Glen, born in Victoria, where he spent most of his life, acquired his history degree from Simon Fraser University. At the time, his main priority was to get a job and pay off his student loans. He was able to be hired for a clerical position with the provincial government. He stayed there for 14 years and at the same time, trained for triathlons, which became his dedicated hobby. Eventually, he decided to sit down and focus on his writing.
“I have always loved pubs, parlours and history and was hearing stories from older people who were hanging out in them,” Glen said. “That combination seemed perfect to put into a non-fiction novel.”
The book is an easy read, with snippets of original pubs in Victoria and anecdotes of their patrons.
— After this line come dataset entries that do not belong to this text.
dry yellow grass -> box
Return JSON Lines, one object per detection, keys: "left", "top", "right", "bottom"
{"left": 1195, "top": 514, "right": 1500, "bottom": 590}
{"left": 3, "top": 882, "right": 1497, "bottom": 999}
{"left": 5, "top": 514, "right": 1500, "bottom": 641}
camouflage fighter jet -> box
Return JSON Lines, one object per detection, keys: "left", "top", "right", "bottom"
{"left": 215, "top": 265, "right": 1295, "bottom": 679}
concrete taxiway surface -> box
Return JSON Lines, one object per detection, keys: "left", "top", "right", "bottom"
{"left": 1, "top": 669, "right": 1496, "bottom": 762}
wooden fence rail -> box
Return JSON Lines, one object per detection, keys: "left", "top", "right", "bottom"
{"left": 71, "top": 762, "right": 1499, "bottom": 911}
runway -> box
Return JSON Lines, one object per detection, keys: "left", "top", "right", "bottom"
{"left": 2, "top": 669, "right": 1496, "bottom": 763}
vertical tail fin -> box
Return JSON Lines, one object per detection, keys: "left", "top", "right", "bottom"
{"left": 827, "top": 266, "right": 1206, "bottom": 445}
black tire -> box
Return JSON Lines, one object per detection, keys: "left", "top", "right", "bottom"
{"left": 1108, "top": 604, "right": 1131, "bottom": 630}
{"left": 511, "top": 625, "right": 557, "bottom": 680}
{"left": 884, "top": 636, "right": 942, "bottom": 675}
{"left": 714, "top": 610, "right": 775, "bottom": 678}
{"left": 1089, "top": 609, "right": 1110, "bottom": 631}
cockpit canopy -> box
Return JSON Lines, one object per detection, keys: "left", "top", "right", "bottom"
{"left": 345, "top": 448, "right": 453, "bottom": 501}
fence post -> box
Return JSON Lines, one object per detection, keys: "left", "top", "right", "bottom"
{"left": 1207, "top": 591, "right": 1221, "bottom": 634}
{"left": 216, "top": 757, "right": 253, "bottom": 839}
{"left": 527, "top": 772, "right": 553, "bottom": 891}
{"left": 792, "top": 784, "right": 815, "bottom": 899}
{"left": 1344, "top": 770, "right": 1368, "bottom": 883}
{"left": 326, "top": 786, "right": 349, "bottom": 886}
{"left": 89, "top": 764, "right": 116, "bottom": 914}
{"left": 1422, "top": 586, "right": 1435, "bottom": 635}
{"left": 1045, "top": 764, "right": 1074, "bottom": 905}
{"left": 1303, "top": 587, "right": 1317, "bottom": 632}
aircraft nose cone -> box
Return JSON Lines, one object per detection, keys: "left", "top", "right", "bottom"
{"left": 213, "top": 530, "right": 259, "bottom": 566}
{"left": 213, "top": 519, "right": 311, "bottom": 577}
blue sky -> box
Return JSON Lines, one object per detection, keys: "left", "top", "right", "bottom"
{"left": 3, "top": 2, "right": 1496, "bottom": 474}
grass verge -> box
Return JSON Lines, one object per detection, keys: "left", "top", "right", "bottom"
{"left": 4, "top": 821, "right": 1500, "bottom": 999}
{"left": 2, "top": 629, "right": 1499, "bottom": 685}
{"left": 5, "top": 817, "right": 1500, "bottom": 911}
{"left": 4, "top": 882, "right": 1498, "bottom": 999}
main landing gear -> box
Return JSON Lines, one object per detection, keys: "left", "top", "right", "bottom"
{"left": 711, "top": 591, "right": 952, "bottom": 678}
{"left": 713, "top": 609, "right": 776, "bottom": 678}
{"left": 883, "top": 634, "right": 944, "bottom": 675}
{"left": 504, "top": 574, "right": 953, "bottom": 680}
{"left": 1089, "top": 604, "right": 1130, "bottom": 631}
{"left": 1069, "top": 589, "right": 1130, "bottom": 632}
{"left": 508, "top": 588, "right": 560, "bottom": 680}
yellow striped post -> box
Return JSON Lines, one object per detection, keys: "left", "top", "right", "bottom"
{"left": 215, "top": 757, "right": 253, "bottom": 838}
When he pitched the book to his publisher, he was encouraged by the response.
“They loved it and said it was a unique book because it had never been done before,” Glen said.
After 17 years of research and writing, Glen said his job was to dispel the myths of some of the stories he heard. Although liquor licenses were not required by saloons until 1853, the first one in Victoria opened in 1851.
“It was the Ship Inn built by James Yates,” Glen said. “They were open 24/7 back then. Drinking was a part of life and they thought that if it was done in moderation, it could be healthy rather than detrimental.”
The other main difference was the cost. Beer was five cents and spirits 12.5 cents, whereas the price of a glass of water was hiked up to 50 cents.
The book is broken down into five chapters, featuring a variety of lifestyles. It starts with the pioneer saloons, moves on to Victoria’s “tough edge of town” on Johnson Street during the Gold Rush and highlights the first class, prestigious hotels, like the Empress. From sailors in the Navy to female entrepreneurs, Americans and minorities, the book has stories on a wide range of characters.
There is also a Port Alberni connection.
“William McAllister was the head bartender at the King James and he came to Port Alberni to own and operate the new Alberni Hotel from 1912 to 1918, when it was changed to the Somass Hotel,” Glen said.
Glen ends the book just prior to prohibition and one day hopes to continue where he left off for a sequel.
He spent countless hours in archives and libraries scouring newspapers and online documents and is happy to now have the print copy in his hands and ready for sales.
“It took a long time because I wanted to get it right,” he said. “I want people to read it and say, ‘Hey, I didn’t know that!’”
Glen will be at Boutique Belles Amies for his book launch on Saturday, Oct. 15 from 11 a.m. to 2 p.m.